You should now have a live embedding endpoint at port 8005 for VSS.

Deploy VSS#

After all of the NIMs have been deployed, you can run the local_deployment_single_gpu example from here .

cd local_deployment_single_gpu

If you look in the config.yaml file, you will observe that the LLM, Reranker, and Embedding model configurations have been set to use local endpoints to the NIMs launched in steps 1-3. If you launched these NIMs across different systems, you can modify the base_url parameter to point to another system running the NIM.

Inside the local_deployment_single_gpu folder, edit the .env file and populate the NGC_API_KEY and HF_TOKEN fields. You can observe in this file, the VLM is set to Cosmos-Reason2.

#.env file

NGC_API_KEY=abc123***
HF_TOKEN=hf_***
.
.
.

After setting your API key in the .env file, you can launch VSS with Docker Compose.

docker compose up

Note

Guardrails has been disabled for single GPU deployment because of accuracy issues with the llama-3.1-8b-instruct model. If required, it can be enabled by removing the DISABLE_GUARDRAILS environment variable from the .env file.

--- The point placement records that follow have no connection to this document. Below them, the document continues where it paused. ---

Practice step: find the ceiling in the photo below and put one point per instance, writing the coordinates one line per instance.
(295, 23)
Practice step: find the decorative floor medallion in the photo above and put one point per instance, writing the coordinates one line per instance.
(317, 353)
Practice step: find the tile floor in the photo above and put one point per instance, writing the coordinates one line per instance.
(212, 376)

VSS is ready when you observe:

After VSS has loaded you can access the UI at port 9100 and the backend REST API endpoint at port 8100.

Test the deployment by summarizing a sample video.

Stopping the Deployment#

To stop any of the Docker Compose deployments, run the following command from the deployment directory:

docker compose down

This will stop and remove all containers created by Docker Compose.

Note

To enable the live stream preview, set INSTALL_PROPRIETARY_CODECS=true in the .env file. To get the logs from containers running in detached mode, run docker logs <container_id>. To remove the containers, run docker rm <container_id>.

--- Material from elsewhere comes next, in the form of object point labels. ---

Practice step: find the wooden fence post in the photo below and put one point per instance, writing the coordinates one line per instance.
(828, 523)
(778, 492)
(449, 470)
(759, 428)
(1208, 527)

Configuring GPU Allocation#

To customize the Docker Compose deployment for various GPU configurations:

For VSS container, modify the NVIDIA_VISIBLE_DEVICES variable in the .env file .
For other containers launched using the docker run command, modify the --gpus '"device=0"' argument.

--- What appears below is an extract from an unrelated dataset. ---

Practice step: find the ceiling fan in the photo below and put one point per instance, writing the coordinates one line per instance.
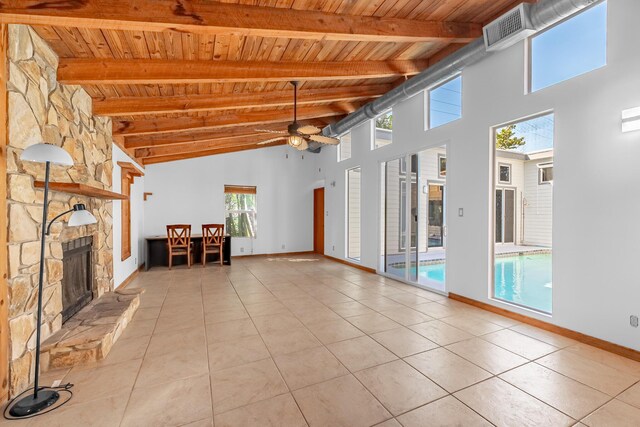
(298, 136)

The GPU device IDs must be set based on:

The number of GPUs available on the system.
GPU requirements for each service.
- When using Cosmos-Reason2 or Cosmos-Reason1 or vLLM compatible models or a remote VLM endpoint, VSS requires at least 1 GPU (A100, H100, H200, B200, RTX PRO 6000 Blackwell SE, L40s).
- Embedding and Reranking require 1 GPU each but can share a GPU with VSS on an 80+ GB GPU.
- RIVA ASR requires 1 GPU but can share a GPU with Embedding and Reranking on an 80+ GB GPU.
- Check NVIDIA NIM for Large Language Models (LLMs) documentation for LLM GPU requirements.
GPUs can be shared even further by using the low memory modes and smaller VLM and LLM models as shown in Fully Local Deployment: Single GPU.
If using remote endpoints for any of the services, GPUs will not be used by these services and GPU requirements will be further reduced.